Anthropic has released Bloom, a new open-source agentic framework designed to rapidly generate and run behavioral evaluations for frontier AI models at scale. The launch addresses a growing challenge in AI alignment research: the difficulty of keeping evaluations up to date as models evolve faster than traditional testing methods. Bloom enables researchers to define a specific behavior and then automatically assess how frequently and how severely it appears across dynamically generated scenarios, significantly reducing the time required to evaluate model behavior.
Bloom has already been tested across 16 frontier AI models and has demonstrated strong alignment with human-labelled judgments. According to Anthropic, the framework reliably distinguishes between baseline models and intentionally misaligned variants, offering a level of precision that makes it suitable for both research and applied safety work. This ability to mirror human assessment at scale positions Bloom as a practical tool for evaluating increasingly complex AI systems.
The framework is designed to complement Petri, another open-source evaluation tool Anthropic released earlier. While Petri focuses on mapping broad behavioral profiles through multi-turn conversational analysis, Bloom takes a more targeted approach. It evaluates one behavior at a time, generating focused evaluation suites that quantify how that specific behavior manifests across different contexts.
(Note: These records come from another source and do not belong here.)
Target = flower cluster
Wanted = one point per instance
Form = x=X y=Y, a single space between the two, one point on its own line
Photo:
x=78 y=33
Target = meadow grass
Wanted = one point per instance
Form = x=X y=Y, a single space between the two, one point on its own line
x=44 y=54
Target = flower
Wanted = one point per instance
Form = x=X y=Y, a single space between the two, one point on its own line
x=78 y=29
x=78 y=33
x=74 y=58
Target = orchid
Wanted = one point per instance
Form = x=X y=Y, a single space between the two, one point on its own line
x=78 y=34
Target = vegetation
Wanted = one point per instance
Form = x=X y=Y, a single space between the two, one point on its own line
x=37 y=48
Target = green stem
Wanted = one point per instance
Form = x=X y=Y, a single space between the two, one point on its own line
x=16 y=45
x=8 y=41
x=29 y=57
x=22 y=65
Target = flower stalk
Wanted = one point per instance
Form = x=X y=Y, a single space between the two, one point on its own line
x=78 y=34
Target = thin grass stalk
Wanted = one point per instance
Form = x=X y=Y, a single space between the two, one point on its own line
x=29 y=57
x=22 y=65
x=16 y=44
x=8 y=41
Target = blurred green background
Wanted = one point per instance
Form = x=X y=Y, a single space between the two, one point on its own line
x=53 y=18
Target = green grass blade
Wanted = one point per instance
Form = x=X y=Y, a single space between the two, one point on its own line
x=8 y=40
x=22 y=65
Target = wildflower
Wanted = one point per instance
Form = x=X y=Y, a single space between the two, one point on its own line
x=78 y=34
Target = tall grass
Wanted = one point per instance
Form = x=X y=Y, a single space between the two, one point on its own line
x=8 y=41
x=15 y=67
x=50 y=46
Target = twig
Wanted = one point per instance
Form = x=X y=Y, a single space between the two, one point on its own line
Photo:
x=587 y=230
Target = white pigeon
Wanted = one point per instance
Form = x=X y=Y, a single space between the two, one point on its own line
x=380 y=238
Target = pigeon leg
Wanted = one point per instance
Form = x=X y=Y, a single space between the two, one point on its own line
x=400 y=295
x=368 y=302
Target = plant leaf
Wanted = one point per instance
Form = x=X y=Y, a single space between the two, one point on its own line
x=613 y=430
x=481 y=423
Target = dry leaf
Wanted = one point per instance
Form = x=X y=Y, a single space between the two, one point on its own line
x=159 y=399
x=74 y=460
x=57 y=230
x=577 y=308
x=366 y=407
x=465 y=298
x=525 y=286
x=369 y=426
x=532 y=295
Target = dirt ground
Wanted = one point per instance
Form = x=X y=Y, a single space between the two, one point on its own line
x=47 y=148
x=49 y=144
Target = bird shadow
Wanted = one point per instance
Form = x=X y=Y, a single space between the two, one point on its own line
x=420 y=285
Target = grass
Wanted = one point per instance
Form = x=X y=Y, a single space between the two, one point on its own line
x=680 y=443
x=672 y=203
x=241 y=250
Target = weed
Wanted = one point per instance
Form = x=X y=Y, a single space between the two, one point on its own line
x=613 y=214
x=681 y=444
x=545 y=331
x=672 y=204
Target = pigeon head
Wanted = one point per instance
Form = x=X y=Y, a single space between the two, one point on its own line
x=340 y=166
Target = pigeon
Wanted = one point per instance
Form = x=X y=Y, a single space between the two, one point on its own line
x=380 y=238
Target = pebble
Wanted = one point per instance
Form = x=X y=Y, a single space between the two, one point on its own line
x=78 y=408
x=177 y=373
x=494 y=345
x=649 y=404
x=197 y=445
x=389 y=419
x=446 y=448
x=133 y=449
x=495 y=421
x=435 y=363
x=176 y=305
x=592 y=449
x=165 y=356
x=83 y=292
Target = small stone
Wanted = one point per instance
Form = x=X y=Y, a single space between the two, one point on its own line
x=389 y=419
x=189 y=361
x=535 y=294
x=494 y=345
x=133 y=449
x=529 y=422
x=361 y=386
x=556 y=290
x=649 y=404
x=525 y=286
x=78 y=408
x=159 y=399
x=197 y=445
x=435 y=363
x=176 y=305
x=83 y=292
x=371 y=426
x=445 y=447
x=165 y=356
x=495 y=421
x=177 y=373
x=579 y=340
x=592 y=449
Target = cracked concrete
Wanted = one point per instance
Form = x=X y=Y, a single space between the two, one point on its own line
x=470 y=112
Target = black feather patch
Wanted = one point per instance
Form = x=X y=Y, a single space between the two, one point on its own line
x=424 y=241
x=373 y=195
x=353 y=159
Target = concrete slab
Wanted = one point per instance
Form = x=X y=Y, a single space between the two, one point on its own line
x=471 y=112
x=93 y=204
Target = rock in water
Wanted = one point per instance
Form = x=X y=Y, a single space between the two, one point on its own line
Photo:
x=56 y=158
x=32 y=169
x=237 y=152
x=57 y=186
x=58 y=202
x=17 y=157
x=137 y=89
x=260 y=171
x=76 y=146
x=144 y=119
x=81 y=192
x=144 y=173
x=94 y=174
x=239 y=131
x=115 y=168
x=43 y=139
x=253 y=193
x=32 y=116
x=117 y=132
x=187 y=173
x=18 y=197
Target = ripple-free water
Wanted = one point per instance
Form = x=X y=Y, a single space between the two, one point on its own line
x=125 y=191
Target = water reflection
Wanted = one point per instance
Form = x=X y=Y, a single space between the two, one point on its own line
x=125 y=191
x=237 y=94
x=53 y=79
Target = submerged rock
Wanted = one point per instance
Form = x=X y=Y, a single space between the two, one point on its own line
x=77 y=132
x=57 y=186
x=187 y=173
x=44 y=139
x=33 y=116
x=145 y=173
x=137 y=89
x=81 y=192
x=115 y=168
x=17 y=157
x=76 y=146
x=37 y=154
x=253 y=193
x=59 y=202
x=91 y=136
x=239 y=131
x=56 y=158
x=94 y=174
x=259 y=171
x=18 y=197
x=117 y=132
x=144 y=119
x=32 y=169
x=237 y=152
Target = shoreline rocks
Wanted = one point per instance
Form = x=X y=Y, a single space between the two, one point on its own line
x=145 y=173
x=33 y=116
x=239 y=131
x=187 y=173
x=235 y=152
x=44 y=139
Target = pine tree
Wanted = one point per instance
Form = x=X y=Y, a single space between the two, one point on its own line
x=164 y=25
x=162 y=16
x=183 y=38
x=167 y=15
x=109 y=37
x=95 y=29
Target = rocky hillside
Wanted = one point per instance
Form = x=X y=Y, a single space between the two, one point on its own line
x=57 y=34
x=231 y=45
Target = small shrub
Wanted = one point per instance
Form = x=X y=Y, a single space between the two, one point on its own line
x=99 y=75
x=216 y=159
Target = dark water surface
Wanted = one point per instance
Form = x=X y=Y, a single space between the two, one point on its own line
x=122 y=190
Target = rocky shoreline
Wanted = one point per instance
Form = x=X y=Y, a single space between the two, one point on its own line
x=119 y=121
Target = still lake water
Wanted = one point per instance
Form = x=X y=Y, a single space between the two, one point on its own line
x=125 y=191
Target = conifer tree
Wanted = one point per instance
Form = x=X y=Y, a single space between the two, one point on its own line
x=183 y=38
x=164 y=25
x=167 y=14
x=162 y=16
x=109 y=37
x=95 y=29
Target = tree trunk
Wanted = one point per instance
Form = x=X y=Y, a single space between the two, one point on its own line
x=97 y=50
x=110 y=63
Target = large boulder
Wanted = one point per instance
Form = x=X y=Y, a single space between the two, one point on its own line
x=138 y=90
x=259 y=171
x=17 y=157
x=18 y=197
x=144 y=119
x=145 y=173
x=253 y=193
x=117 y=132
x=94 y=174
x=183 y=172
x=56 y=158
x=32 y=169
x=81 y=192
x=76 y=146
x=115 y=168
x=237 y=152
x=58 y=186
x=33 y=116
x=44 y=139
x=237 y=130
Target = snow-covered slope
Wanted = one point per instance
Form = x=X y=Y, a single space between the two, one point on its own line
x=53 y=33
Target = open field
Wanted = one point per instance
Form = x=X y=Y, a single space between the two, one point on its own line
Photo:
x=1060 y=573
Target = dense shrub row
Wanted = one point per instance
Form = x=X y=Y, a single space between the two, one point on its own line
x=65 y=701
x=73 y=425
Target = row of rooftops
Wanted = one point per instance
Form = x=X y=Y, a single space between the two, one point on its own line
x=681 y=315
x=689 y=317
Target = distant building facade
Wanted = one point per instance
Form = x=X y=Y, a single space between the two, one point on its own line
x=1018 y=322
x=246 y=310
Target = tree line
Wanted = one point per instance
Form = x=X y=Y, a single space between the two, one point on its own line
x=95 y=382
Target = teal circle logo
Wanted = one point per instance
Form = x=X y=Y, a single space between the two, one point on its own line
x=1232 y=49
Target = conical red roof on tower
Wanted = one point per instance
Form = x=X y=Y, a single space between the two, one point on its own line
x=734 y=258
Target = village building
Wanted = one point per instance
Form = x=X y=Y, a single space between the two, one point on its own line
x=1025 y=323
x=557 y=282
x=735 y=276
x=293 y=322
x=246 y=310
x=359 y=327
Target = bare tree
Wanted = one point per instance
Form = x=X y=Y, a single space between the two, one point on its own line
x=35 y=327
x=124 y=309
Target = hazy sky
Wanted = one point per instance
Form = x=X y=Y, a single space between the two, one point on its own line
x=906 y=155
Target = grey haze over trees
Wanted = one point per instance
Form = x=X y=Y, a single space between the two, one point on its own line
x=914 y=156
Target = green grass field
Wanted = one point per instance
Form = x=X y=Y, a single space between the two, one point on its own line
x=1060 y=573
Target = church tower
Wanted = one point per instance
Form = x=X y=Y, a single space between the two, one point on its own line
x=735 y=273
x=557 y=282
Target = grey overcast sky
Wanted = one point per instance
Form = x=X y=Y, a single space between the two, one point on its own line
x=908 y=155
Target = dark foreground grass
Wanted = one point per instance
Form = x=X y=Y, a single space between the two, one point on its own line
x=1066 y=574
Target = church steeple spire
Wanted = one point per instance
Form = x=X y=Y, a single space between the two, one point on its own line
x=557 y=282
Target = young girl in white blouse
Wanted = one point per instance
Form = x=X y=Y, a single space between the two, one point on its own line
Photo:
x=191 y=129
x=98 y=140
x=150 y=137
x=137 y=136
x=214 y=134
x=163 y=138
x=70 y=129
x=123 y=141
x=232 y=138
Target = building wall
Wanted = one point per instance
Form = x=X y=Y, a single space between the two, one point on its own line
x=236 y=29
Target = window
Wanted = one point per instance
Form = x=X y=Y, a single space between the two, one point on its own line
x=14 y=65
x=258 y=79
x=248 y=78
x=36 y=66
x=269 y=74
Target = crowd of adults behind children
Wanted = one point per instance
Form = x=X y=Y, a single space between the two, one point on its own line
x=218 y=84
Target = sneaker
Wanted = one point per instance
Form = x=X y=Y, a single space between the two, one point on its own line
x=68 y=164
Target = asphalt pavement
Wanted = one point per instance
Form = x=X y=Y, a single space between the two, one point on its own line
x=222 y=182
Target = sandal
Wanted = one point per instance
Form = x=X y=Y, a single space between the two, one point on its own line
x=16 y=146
This makes Bloom particularly useful for studying narrow but critical risks that may be missed by broader evaluations.
Anthropic developed Bloom in response to the limitations of traditional alignment evaluations, which are often slow to build and can quickly become outdated or compromised as models are exposed to test data. With Bloom, evaluations that previously required weeks of design and iteration can now be created and executed in a matter of days, allowing researchers to keep pace with rapid model development.
Bloom operates through four automated stages: understanding the target behavior, ideating relevant scenarios, rolling out evaluations at scale, and judging model responses. It integrates with experimentation platforms such as Weights and Biases, enabling large-scale analysis and repeatable testing workflows. Validation results show that Bloom’s judge models closely track human evaluations and consistently separate misaligned model variants from production systems.
Early adopters are already using Bloom to investigate issues such as jailbreak susceptibility, self-preferential bias, and long-horizon sabotage risks. These early use cases suggest Bloom could serve as a foundational tool for the next phase of scalable AI alignment research, offering a faster, more adaptable way to measure and manage emerging model behaviors as AI systems continue to advance.